The Parillo versus Italy Case, heard on 27 August 2015, which validates, amongst other things, Italy’s ban on the destruction of human embryos on Italian soil has triggered reactions. In fact, the Italian Government bans embryo destruction but authorises the use of stem cells obtained from embryos destroyed abroad. This represents a paradox for this country where the laws of the land grant full subject status for embryos in an attempt to “protect potential life embodied by the embryo”.
According to Aude Mirkovic, Private Law Lecturer and Head of Health and Biotechnology Legislation at the University of Evry Val d’Essonne, this paradox stems from the fact “that no State has consistent legislation”. Furthermore, the“pressure of scientific lobbies” has“reduced the political will of the Italian Parliament”. The logic of compromise advocated by the Italian State would result from a lack of political courage but would also be a means of externalising “the violation of its principles which allow it to avoid the presence of a large number of surplus embryos as in France, where people do not really know what to do”, analysed Grégor Puppinck (See Génèthique 01.09. 2015), Director General of the ECLJ.

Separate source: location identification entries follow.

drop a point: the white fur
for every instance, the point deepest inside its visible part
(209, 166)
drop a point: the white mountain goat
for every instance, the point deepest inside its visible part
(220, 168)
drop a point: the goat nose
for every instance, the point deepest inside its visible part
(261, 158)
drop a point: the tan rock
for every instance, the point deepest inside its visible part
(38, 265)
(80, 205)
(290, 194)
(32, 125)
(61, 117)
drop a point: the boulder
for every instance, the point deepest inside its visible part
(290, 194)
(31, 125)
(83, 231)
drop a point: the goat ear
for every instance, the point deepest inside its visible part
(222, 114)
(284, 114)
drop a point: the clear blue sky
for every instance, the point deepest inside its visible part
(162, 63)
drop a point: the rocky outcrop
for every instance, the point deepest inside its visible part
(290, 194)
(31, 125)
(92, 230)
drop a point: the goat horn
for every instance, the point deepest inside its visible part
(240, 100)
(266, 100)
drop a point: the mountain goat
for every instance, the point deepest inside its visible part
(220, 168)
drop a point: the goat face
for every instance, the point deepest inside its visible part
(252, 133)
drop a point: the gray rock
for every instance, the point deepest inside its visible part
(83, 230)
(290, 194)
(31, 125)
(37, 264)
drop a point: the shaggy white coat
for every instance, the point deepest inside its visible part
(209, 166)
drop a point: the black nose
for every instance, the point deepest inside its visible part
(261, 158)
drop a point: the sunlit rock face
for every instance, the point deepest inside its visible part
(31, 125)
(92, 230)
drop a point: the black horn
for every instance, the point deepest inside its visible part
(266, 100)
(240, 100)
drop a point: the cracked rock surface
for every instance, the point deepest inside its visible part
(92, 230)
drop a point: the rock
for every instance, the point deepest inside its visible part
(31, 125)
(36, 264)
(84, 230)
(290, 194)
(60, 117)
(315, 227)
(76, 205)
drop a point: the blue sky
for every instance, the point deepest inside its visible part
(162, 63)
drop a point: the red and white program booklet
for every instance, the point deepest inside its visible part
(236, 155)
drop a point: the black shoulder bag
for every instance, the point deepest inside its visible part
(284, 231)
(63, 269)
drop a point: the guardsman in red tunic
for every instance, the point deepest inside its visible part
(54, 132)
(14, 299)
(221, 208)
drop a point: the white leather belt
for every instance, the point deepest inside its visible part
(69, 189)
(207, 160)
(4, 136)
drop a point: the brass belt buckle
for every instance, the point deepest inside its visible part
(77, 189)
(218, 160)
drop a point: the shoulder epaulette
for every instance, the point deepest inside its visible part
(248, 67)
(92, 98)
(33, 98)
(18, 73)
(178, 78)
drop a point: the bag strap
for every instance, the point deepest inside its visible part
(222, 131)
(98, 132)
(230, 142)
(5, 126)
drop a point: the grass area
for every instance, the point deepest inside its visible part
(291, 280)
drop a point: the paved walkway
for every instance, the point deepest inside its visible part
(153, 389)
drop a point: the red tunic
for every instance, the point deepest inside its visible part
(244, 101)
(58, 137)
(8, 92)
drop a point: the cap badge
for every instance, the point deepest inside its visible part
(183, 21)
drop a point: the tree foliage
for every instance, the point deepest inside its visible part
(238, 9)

The destruction of embryos abroad is not without consequences. Numerous cell banks, which act as intermediaries, cannot forge direct links between embryo provider and scientist. Therefore, many scientists often do not know that they are using human cells in their work.
Finally, this paradox surrounding the dignity of human embryos in Italy inevitably calls into question the way in which the law perceives human embryos. For Grégor Puppinck, “This constitutes progress because judges recognise the protection of human life in its initial stages.An embryo conceived in vitro is not a thing and deserves respect. However, they do not say it is a person. Consequently, incomplete progress leads to incoherent reasoning”.